SCRANTON – On Sunday afternoon, 230 couples and their families celebrated their 25th and 50th anniversaries with a wedding anniversary celebration Mass at St. Peter’s Cathedral.
The annual Mass gives the church community an opportunity to come together to celebrate the sacrament of marriage, Bill Genello, spokesperson for the Scranton Diocese, said.
“We look to you, our anniversary couples, for a powerful lesson and example of what it means to truly embrace the pattern of the life of Jesus in our lives,” said the Bishop of Scranton Joseph C. Bambera.
Couples from as far away as Milford came to attend the heart warming hour-and-a half-long Mass and to renew their wedding vows. Genello said an invitation was sent out to all the parishes within the 11 counties covered by the Diocese of Scranton.
The cathedral was filled to capacity with about 800 of the faithful. Other guests were directed across the street to the former Holy Cross High School of Scranton to view the ceremony on television. A reception was held in the former Holy Cross High School after the Mass.

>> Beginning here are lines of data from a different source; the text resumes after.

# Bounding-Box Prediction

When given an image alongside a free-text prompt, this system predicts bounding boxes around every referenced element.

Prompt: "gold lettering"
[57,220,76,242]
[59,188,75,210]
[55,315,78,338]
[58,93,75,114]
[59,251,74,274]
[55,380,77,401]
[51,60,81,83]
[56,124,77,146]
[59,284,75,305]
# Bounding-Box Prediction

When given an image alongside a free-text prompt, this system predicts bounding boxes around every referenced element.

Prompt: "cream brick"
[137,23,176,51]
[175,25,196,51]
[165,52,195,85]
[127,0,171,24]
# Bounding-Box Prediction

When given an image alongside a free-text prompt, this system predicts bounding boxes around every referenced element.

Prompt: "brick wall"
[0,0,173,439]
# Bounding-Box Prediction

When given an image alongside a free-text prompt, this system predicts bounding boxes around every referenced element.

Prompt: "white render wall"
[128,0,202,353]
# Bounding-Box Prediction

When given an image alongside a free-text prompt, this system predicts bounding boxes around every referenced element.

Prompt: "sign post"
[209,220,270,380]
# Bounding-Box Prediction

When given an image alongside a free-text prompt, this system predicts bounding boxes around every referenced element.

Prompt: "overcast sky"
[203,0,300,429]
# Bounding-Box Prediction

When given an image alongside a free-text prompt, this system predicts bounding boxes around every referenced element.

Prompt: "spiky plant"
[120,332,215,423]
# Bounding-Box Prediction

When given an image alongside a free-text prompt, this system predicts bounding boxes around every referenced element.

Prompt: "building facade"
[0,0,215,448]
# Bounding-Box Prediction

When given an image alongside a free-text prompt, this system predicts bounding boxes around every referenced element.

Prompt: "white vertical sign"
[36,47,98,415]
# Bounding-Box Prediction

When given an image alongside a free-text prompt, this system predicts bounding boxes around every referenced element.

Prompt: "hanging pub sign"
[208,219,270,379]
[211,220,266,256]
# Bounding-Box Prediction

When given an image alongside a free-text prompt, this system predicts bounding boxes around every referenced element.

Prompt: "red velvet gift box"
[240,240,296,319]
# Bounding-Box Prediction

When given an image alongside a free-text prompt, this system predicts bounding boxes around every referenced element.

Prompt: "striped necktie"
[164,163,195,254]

Bambera told audience of all ages that happiness is not always a point of marriage, but there are tremendous opportunities for happiness. Marriage is filled with meaning and purpose, he said.
Reflecting back at his own parents’ 50th anniversary, the bishop recalled asking them what goes thorough a person’s mind after 50 years together.
“My father, a man of few words, responded with words of gratitude to my mother and gratitude to God for the gift of her and the family he helped bring into the world,” Bambera said.
He said his mother answered the question by saying they made commitment to each other and had to live up to that.
“She said, ‘There were struggles and joys, disappointments and good times, tears and laughter.’ She said ‘Marriage means more after 50 years because we worked at it,’ ” Bambera said.
The point of a good marriage, the bishop said, is seeking out the good in the each other and those born from the union. Recognizing this is a counter-cultural view, he said, but it is rooted in natural law based on the love Jesus had for his church.
“It is a love that found Jesus loving completely to the point of losing his life,” Bambera said.
After recognizing the effort and sacrifices the couples endured to reach the milestone, the bishop had the couples turned to face one another within the pews. Many held hands and looked deeply into each other’s eyes. The husbands began by repeating the words as Bishop Bambera renewed their wedding vows. Then the wives did the same.
After the Mass, John and Carmella Gibbons of Swoyersville said they had celebrated their 54th wedding anniversary on Feb. 2. Their secret to a long marriage was to keep their faith in God.
“You have to take the good with the bad,” Carmella said.
Celebrating their 50th anniversary this December, Nicholas and Geraldine Anzelmi of West Pittston, agreed there were tough times and good times.
Encouraged by his wife, Nicholas jokingly said they never mentioned divorce during their marriage, but murder was mentioned often.
“We were meant to be together,” Geraldine said.